# What is the best movie with a slingshot in it?



## Karloshi (Apr 6, 2021)

Following on from another thread about old movies it got me thinking. What is the best movie with a slingshot in it?

Sent from my SM-J330F using Tapatalk


----------



## hoggy (Apr 17, 2017)

Savages


----------



## Karloshi (Apr 6, 2021)

Searching for it i find a 2012 Oliver Stone film or another from 1974. 

Sent from my SM-J330F using Tapatalk


----------



## hoggy (Apr 17, 2017)

Karloshi said:


> Searching for it i find a 2012 Oliver Stone film or another from 1974.
> 
> Sent from my SM-J330F using Tapatalk


 it's on ROKU on CRACKLE. andy griffith is in it.


----------



## Stankard757 (Apr 20, 2020)

Steven Kings "IT" and "Thinner". Also "The Mummy Returns"

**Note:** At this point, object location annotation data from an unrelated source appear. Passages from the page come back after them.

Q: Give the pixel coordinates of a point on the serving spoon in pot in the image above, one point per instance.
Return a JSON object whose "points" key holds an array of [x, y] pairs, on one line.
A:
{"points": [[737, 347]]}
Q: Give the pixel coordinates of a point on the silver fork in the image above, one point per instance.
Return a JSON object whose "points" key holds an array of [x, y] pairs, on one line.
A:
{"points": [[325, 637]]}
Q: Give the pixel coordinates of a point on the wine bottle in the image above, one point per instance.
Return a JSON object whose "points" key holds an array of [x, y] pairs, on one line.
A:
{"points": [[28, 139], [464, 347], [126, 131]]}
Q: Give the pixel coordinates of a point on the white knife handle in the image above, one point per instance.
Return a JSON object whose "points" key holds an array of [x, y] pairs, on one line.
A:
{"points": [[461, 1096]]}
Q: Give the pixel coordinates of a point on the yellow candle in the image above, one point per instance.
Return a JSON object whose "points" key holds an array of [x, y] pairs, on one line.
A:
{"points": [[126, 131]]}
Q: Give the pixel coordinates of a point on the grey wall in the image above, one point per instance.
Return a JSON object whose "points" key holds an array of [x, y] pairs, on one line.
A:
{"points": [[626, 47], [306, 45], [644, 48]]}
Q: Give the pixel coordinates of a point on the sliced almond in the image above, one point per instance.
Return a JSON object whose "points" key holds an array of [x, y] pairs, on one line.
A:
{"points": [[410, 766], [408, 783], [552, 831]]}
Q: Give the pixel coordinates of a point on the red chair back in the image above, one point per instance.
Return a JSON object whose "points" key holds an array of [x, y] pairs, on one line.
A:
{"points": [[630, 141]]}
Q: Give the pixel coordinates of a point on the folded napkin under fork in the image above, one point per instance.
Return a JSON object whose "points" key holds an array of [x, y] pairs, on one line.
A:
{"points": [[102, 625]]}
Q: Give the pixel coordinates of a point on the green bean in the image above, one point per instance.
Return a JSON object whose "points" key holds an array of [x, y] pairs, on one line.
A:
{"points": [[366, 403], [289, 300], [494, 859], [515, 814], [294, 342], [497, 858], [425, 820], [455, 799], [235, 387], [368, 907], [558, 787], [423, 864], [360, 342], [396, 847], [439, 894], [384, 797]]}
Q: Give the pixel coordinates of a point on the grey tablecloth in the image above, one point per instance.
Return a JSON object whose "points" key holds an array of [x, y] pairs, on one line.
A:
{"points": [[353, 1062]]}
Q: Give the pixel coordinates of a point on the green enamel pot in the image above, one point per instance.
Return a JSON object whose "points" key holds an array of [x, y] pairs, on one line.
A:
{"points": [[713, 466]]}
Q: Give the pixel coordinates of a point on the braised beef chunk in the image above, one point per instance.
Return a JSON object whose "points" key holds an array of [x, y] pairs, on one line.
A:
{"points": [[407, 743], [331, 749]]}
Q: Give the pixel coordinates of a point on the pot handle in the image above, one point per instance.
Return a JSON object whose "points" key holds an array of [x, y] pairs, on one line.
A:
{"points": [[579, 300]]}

Sent from my LE2117 using Tapatalk


----------



## Sean Khan (Mar 27, 2020)

hoggy said:


> Savages


I saw it on TV when I was a kid... it is the movie that introduced me to American style "wrist-rockets".

Then I searched for it and found it on youtube.


----------



## Jcharmin92 (Aug 28, 2021)

Monsters University. At 1:16 is the scene. My kid is a fan of this movie.


----------



## skarrd (Jul 20, 2011)

i will be watching that movie with my grandson tomorroh for sure will lookfor it-and point it out,lol


----------



## Slide-Easy (Aug 16, 2020)




----------



## Jcharmin92 (Aug 28, 2021)

skarrd said:


> i will be watching that movie with my grandson tomorroh for sure will lookfor it-and point it out,lol


Heck yeah! It's a good one.


----------



## Jcharmin92 (Aug 28, 2021)

Slide-Easy said:


>


Now that is wild!


----------



## bottlecap (Jan 16, 2021)

A little known cult classic, Goldslinger, the movie that catapulted Sean Connery's career to the moon. Roger Moore passed on the spot because of a nasty hangnail. 









Tim


----------



## StringSlap (Mar 2, 2019)

Stephen King "Graveyard Shift"


----------



## Karloshi (Apr 6, 2021)

bottlecap said:


> A little known cult classic, Goldslinger, the movie that catapulted Sean Connery's career to the moon. Roger Moore passed on the spot because of a nasty hangnail.
> View attachment 359455
> 
> 
> Tim


Interesting to know Bond shoots OTT


----------



## bottlecap (Jan 16, 2021)

and who can forget, The good, the bad, and the...










T


----------



## bottlecap (Jan 16, 2021)

Alright, two more and I'll stop, SERIOUSLY did not mean to hijack your thread karloshi, but I like the idea and, well, there just aren't that many movies with slingshots in them so I had to use a little artistic license to create a few that we would have liked to have seen(?)...and hopefully some of the y'all are getting a chuckle or too, that's the sole intention...


















T


----------